German Oil and Gas Company Faces Criticism For Slow Exit from Russia


Wintershall Dea’s joint venture Achimgaz in the vicinity of the city of Novy Urengoy in the Arctic Circle. (Source: Achimgaz)

German oil and gas producer Wintershall Dea withdraws from its Russian joint venture in the Arctic. The company faces criticism for its late departure and accusations that gas condensate it produced may have been used by Russian fighter jets over Ukraine. Wintershall Dea also plays a significant role in oil and gas in Norway, including Snøhvit and the upcoming Irpa project in the Arctic.

Wintershall Dea, a major oil and gas producer, majority owned by German BASF, announced that it will cease operations in Russia.

Unlike a number of western energy firms, including France’s TotalEnergies, which announced their withdrawal from Russia proximate to the invasion of Ukraine, Wintershall Dea refused to leave the country citing company interests and a desire that its assets would not “fall into the hands of the Russian state.”

Wintershall Dea’s joint venture with Gazprom has been immensely profitable accounting for a large share of the company’s profits. During the first nine months of 2022 the company registered an EBITDA of more than 1.5 billion Euro from its Russian operation.

In its announcement this week the company’s CEO Mario Mehren cited the aggressive war as incompatible with Wintershall Dea’s values. Though the company did not explain what triggered its change in attitude toward Russia at this particular point in time, almost a year after the war began. 

However, continuing its operations in Russia appears to have become much less financially attractive. According to the company’s own account Gazprom emptied joint accounts with funds in excess of $2bn vanishing.

Has faced criticism for its continued involvement in Russia

Experts suggest that there has long been a desire to take Wintershall Dea public to the stock market through a public offering; a move which would have been difficult to implement had the company remained engaged in Russia.

Supply to the Russian military?

The company has long faced criticism for its continued involvement in Russia, especially after investigations by German news magazine Der Spiegel and German Television ZDF concluded that gas condensate produced by the company in cooperation with Russian company Gazprom, was used as fuel for Russia fighter jets in the Ukraine war.

The gas condensate is produced in the Russian Arctic at the Urengoy gas field in western Siberia.

In attempts to distance itself from any involvement in the fuel production for the Russian military, Wintershall Dea claimed to not have any influence over where the condensate went after production and that this decision solely rested with Gazprom. 

However, the investigations by Der Spiegel and ZDF produced detailed logs about the flow of condensate via train to processing facilities and onward to specific Russian military bases responsible for airborne attacks on Ukraine. 

Major operator in Norway

After exiting from its Russian holdings, Wintershall Dea’s Norwegian operations will become of increasing importance to the company. 
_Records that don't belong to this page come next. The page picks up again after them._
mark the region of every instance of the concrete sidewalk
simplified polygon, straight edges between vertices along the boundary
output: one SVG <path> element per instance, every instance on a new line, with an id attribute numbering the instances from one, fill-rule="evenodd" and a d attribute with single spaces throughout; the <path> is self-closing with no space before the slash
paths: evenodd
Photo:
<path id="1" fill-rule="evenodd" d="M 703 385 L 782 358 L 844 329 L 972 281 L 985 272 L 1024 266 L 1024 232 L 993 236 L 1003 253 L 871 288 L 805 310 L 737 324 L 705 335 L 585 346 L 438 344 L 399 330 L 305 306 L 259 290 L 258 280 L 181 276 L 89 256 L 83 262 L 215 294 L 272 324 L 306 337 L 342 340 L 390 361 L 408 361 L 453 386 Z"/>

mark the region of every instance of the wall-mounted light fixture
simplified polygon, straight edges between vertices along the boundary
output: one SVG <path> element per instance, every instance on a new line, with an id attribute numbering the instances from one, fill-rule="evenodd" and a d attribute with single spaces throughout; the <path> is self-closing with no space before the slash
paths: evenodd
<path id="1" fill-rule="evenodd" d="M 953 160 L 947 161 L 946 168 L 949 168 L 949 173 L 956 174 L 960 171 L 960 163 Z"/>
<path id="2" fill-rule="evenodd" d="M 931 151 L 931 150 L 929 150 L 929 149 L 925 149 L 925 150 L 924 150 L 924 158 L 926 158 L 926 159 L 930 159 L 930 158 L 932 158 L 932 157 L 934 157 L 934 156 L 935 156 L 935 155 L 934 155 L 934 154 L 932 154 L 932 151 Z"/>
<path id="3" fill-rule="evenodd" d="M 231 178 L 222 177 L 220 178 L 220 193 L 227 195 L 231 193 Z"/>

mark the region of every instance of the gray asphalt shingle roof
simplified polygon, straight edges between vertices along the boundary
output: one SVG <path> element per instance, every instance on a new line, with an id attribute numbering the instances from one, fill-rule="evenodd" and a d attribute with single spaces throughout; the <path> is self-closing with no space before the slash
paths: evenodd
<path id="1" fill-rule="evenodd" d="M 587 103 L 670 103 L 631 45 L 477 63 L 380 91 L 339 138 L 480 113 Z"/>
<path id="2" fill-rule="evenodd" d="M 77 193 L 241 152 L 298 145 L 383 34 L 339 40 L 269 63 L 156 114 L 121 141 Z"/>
Wintershall Dea is among the top-three non-state producers of oil and gas in Norway, including in the Norwegian Arctic, producing around 160,000 barrels of oil equivalent (boe) per day.

It holds a minority stake in Equinor’s Snøhvit natural gas field in the Barents Sea. Wintershall Dea also maintains a 19 percent ownership in the Irpa gas discovery 340 km west of Bodø, which Equinor is putting into production by 2026.

It also operates extensively throughout the Norwegian North Sea and by the company’s own description “Wintershall Dea has a versatile production portfolio along the Norwegian Continental Shelf.”


Approximate locations of select Wintershall Dea holdings in the Norwegian and Russian Arctic. (Source: Author’s own work)

Wintershall Dea is also the owner behind pipeline operator Gascade, which aims to develop a key hydrogen pipeline across the North Sea connecting, among other countries, Norway to Germany. Gascade envisions its 400 km AquaDuctus pipeline to become the backbone of European hydrogen infrastructure collecting and distributing the gas across much of central Europe. 

The construction of the pipeline was part of discussions during a meeting between Germany Minister for Economic Affairs and Climate Action Robert Habeck and Norwegian Prime Minister Jonas Gahr Støre, earlier this month.